To report results of a long-term overall survival analysis of participants in the CENTAUR trial of AMX0035 for ALS.

Background:

AMX0035 is an orally administered, fixed-dose coformulation (sodium phenylbutyrate-taurursodiol) designed to reduce neuronal death by mitigating endoplasmic reticulum and mitochondrial dysfunction. AMX0035 demonstrated a statistically significant functional benefit as measured by the ALS Functional Rating Scale-Revised (ALSFRS-R) in participants in the randomized, double-blind, placebo-controlled CENTAUR trial. Similar rates of adverse events were recorded in the AMX0035 and placebo groups during the randomized trial. In a July 2020 overall survival analysis of all participants randomized in CENTAUR, the mean hazard of death was 44% lower in the group originally randomized to AMX0035 versus placebo (HR, 0.56; 95% CI, 0.34–0.92; P=0.023).

Design/Methods:

CENTAUR enrolled adults with definite ALS (revised El Escorial criteria) and ≤18 months from symptom onset. Participants were randomized 2:1 to AMX0035 or matching placebo; riluzole and edaravone use was permitted. Eligible participants could enroll in the open-label extension (OLE), in which all participants received AMX0035. A survival analysis as of November 2020 (longest follow-up, 39 months post-randomization) will compare time to death (all-cause mortality) between participants originally randomized to AMX0035 vs those originally randomized to placebo.
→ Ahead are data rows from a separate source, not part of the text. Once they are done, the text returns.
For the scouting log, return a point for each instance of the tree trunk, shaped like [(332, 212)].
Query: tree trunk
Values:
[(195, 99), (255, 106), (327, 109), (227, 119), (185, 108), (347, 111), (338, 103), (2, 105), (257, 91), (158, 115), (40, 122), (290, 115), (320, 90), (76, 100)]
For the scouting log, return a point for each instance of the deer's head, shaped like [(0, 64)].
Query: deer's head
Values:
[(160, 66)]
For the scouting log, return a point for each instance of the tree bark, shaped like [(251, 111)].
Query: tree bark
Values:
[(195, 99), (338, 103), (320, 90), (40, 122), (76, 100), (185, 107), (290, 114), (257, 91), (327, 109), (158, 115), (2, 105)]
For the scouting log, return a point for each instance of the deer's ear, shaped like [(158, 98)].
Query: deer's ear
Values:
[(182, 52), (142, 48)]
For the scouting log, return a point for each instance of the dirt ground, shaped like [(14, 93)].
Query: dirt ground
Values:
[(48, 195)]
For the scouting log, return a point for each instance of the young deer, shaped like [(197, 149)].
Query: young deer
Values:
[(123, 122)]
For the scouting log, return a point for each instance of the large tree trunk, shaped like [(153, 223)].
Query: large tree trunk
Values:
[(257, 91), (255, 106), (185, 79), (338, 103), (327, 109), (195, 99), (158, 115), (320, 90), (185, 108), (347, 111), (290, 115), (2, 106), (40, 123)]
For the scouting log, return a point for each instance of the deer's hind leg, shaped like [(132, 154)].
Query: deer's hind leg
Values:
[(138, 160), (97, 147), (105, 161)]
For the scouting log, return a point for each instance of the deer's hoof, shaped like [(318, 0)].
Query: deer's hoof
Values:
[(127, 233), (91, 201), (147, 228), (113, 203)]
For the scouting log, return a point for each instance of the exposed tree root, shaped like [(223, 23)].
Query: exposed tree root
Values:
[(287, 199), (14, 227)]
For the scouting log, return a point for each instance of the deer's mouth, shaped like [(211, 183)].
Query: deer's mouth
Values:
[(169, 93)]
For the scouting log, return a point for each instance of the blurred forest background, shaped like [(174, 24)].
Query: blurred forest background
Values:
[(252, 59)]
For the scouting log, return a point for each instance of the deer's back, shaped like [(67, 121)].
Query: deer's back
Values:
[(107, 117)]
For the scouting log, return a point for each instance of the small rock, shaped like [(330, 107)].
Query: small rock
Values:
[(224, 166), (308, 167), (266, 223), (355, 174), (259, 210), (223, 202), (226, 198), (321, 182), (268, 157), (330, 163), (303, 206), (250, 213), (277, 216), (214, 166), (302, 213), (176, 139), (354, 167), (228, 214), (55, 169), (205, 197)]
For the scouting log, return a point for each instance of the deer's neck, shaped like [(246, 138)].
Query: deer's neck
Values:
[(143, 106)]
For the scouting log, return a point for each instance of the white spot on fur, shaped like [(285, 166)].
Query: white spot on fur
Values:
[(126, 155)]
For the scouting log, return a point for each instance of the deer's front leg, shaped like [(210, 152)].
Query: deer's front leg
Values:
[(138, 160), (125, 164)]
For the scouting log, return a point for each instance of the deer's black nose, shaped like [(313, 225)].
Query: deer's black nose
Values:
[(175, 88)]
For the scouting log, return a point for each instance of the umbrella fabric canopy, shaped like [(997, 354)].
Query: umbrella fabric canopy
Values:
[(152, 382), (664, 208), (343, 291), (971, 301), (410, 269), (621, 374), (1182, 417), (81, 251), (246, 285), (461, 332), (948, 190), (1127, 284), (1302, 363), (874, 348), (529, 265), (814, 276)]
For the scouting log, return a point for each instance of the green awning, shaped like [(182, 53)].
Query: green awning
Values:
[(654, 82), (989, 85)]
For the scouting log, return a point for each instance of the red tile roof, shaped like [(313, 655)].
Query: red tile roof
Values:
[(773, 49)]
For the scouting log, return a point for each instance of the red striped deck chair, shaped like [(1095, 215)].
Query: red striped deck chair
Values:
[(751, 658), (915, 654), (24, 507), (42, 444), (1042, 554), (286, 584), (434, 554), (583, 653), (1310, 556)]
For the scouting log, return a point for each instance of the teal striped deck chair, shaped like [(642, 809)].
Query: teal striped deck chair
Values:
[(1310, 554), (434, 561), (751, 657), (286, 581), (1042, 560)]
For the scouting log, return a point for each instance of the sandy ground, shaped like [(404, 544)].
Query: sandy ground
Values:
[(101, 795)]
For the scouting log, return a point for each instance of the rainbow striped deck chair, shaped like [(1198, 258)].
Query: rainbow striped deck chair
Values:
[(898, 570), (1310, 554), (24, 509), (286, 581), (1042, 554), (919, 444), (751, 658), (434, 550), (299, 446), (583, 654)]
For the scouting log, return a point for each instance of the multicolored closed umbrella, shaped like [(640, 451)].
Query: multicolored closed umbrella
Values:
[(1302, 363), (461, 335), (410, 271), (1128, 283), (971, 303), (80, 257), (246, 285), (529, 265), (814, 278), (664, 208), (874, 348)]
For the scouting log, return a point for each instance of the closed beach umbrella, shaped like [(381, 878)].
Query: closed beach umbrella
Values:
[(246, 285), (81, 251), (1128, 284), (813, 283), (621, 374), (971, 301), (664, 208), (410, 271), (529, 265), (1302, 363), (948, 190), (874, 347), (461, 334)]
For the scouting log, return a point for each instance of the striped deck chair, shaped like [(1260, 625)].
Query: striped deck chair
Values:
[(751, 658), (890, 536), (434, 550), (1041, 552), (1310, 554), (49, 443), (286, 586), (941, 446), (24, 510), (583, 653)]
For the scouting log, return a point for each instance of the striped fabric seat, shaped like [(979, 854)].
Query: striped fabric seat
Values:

As in the July 2020 analysis, vital status for all participants including those who discontinued, were lost to follow-up, or did not enroll in the OLE, will be assessed using a participant locating service to allow for a comprehensive analysis.

Results:
Results of the November 2020 overall survival analysis will be presented.
Conclusions:

Administration of AMX0035 has shown both significant functional and survival benefits in adult people living with ALS. An updated survival analysis is planned for November 2020.